The mother of the client said, “it helps take the stress off of me having to find transportation and sit at an appointment for an extended period of time.”

Ms. Johnson states they will continue to engage in telehealth services for appointments as long as they are able to do so because it works for their schedule and mental health. If it is a possibility to continue after COVID-19 the mother and daughter would love to do so.

(2) “Samantha” is a 33-year-old female living in Live Oak. She said that the option to attend her appointment via Telehealth really helped. Samantha has Cerebral Palsy and suffers from Unspecified Bipolar and General Anxiety disorder. She experiences pain on a daily basis. Samantha’s children were home for winter break, and she recognized her mental health instability when her and her mother got into a confrontation over the holidays. She was brave enough to reach out and ask for help. Samantha said, “If you can make the appointment Telehealth, then I can definitely be available.” She was scheduled for services within three days of her biopsychosocial.

Telehealth proved to eliminate the barrier of childcare that she was facing. Samantha was relieved to know that her behavioral health center could meet her needs and work with her through Telehealth. Attending the appointment from the comfort of her home assisted in reducing anxiety and she had a more effective, client-centered therapeutic session.
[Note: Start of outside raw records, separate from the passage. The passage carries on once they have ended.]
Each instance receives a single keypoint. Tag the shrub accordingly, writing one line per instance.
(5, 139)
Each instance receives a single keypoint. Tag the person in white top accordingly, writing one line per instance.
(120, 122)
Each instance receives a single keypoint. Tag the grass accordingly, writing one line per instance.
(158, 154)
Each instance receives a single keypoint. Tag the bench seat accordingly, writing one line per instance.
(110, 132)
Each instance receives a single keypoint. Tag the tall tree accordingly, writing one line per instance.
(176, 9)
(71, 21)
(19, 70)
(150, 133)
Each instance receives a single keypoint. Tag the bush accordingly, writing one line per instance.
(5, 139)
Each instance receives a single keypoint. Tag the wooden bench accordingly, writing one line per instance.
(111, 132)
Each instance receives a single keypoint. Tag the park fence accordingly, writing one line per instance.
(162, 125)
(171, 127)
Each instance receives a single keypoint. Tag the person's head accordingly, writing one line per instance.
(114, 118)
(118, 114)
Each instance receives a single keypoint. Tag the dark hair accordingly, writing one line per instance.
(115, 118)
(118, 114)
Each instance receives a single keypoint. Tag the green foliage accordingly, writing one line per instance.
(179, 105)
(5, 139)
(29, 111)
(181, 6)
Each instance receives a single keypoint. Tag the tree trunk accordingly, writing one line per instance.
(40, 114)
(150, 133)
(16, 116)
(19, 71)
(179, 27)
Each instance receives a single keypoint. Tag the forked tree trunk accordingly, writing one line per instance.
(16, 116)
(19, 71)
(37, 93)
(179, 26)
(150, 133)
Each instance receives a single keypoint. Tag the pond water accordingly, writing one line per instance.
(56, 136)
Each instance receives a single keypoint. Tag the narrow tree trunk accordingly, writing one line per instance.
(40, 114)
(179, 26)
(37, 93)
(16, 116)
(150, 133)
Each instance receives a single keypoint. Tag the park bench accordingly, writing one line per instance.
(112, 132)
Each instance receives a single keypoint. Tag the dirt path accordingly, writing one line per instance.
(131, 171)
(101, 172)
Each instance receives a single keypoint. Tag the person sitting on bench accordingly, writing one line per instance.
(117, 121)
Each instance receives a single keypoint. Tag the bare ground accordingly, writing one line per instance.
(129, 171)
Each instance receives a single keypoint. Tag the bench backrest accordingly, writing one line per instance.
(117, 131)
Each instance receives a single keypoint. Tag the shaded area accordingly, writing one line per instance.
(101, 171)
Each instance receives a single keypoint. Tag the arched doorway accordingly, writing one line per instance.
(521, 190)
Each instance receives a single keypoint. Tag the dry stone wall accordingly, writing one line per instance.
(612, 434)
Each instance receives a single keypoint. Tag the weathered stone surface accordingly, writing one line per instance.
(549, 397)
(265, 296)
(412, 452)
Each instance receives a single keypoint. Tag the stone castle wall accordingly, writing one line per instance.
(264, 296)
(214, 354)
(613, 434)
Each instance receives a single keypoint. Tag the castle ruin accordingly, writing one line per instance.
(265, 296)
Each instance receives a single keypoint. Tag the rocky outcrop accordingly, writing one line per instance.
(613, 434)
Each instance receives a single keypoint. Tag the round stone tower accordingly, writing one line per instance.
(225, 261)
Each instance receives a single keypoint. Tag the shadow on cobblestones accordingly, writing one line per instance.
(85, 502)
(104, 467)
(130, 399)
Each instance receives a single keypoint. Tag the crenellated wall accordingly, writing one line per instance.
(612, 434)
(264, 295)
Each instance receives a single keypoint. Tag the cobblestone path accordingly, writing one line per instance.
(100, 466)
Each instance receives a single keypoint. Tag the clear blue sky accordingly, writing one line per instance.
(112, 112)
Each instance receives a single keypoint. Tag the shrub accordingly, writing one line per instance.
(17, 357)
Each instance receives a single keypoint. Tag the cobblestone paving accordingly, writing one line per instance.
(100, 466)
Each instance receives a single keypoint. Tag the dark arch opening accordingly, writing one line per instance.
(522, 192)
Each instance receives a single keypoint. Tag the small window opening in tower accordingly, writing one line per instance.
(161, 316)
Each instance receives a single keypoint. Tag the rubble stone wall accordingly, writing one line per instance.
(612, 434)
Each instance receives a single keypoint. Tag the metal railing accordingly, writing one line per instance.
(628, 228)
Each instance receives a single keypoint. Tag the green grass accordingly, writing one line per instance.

(3) John, a twenty-year-old young man in a behavioral health outpatient program in the Tampa area, came into care after being frequently Baker Acted, and had difficulty managing his mental health. Through in-clinic therapy early in 2020, he was learning how to manage his moods, using coping skills and beginning to identify past trauma that was affecting his mental health. However, during the course of the initial COVID-19 closures, John and his family tested positive for COVID, and could not leave their home. John expressed heightened anxiety and inability to manage his moods, so his behavioral health facility promptly set him up for telehealth services.

He could still attend his medication appointments, therapy and do Case Management services, via Zoom. This allowed him to review and practice the skills he was learning, and become more confident to put them in place, in his everyday life. He went on to graduate from the AOT program and is now living in a dorm at a Florida University. He has decided to maintain services with the same behavioral health organization via Zoom, so he can do telehealth appointments with his psychiatrist and Case Manager who he has already formed relationships with.

(4) Lucas is a father of two children in the Daytona area, struggles with substance use and anger issues which ultimately led to the removal of his children. “Telehealth has been a great experience for me since I find it very easy to use. Telehealth is more convenient to me because there would be several sessions that I would have to miss due to work but instead I am able to video chat with my team while I am working in a different county. To be completely honest, I felt more willing to open up to my team in the beginning through video because I get a little nervous when meting face to face. It helped to break the ice without the anxiety, and I am loving it overall being able to mix it up with face-to-face sessions and telehealth.”